Republicans like to discuss who is and is not a true Republican. How can any true Republican condone the subsidies that underpin our biggest financial companies today?
Third, mainstream financial thinking is in exactly the same place, in terms of asserting that capital requirements for big banks should be much higher. On this issue I refer you, as always, to the work of Anat Admati and her colleagues at Stanford University.
Mr. Huntsman’s position is in alignment with the strongest possible technical thinking, but he has also found a direct and easy way to communicate the right political message. Higher capital requirements for big banks are a great idea; they should help prevent financial disaster. But when such disaster occurs, we need financial institutions that can actually fail — with losses to creditors — without bringing down the entire system. Anything “too big to fail” is simply too big.
Fourth, political Republicans who favor the status quo with regard to megabanks are going to have a hard time justifying that position — including in a confrontational debate format. (Mr. Huntsman declined to participate in this week’s debate among the Republican candidates, but is likely to spread his “too big to fail” message as he campaigns at town hall meetings in New Hampshire.)

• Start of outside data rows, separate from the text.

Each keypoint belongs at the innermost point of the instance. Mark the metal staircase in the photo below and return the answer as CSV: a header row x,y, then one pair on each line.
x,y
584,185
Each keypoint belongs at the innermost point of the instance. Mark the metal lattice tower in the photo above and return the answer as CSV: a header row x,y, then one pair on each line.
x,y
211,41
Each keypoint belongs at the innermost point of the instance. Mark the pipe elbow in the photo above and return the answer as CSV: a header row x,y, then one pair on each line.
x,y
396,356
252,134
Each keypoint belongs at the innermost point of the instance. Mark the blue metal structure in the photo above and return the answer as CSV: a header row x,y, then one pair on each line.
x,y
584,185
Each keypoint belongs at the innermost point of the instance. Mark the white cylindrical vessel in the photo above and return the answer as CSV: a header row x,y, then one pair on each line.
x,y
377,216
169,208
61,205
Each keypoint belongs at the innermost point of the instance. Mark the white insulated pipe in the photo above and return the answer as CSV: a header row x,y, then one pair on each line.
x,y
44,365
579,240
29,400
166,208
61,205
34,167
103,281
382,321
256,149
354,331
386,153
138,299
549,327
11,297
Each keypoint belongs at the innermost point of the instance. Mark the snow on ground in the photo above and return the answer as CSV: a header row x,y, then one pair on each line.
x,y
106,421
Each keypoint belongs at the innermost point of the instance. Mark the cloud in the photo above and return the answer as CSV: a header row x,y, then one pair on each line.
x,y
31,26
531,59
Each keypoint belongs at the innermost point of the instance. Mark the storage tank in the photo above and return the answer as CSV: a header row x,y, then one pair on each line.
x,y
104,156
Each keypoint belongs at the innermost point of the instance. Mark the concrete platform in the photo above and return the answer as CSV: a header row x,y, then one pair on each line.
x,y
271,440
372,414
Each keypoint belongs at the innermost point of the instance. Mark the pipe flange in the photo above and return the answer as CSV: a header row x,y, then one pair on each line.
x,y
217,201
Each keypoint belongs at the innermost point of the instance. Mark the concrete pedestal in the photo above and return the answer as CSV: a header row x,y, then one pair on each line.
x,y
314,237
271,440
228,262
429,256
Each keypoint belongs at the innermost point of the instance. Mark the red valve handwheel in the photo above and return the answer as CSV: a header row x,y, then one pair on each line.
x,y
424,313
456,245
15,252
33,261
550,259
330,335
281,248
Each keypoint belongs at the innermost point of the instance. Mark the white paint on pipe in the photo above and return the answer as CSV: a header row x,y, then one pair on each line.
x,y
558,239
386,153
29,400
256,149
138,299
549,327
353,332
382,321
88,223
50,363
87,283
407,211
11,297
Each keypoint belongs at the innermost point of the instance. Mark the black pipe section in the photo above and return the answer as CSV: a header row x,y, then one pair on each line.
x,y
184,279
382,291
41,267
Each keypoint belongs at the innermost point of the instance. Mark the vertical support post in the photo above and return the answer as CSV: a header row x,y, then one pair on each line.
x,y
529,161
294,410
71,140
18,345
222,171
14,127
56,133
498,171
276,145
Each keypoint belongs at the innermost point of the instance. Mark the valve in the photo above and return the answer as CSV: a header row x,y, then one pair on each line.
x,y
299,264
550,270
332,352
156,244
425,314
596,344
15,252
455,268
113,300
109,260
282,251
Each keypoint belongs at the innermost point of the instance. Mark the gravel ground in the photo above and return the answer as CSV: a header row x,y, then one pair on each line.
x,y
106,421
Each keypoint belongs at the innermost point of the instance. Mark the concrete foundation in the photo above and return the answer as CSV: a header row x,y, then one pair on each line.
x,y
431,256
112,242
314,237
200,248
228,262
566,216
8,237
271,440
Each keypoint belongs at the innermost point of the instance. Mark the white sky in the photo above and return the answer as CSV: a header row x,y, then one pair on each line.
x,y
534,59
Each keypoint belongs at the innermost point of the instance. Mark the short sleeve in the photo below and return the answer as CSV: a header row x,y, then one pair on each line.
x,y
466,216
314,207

In particular, Mitt Romney is very vulnerable on this issue, as he has already lined up so much support from among the biggest banks. Presumably the prospect of Wall Street donations is enough to deter some Republicans (and many Democrats) from confronting the issue of “too big to fail.” But if Mr. Romney is already far ahead is this fund-raising category, there is much less to lose. And his donations must make it harder for him to explain exactly how he would ensure that even one megabank could fail.
It’s not enough just to wish that big banks could fail or to promise not to support them next time. This is not a credible commitment — and the “resolution authority” created under the Dodd-Frank regulatory legislation is a paper tiger with regard to winding down the biggest banks. If the choice is global economic calamity or unsavory bailout, which would you — let alone any Republican president — choose?
Mr. Huntsman has joined the dots. There are various ways to directly address and remove the implicit subsidies that the largest banks receive. Bloated size and excessive leverage can be effectively taxed. As he said:
Eliminating subsidies would encourage the affected institutions to downsize by selling off certain operations or face having to pay the real costs of bailouts. We need banks that are small and simple enough to fail, not financial public utilities.
Fifth, the euro zone is on the verge of calamity in large part because its members built very large banks with huge implicit subsidies, and this facilitated an irresponsible accumulation of public sector debt.
During the Dodd-Frank debate last year, we heard repeatedly from people — including senators on both sides of the aisle — who believed that reducing the size of our largest banks would somehow put the rest of our private sector at a disadvantage.
Who now would like to emulate in any way the disaster that the Europeans have brought upon themselves? Mr. Romney, please explain how you would prevent our largest banks from becoming ever larger and taking on more risk, and, as they did, continuing the reckless buildup of debt throughout the global economy.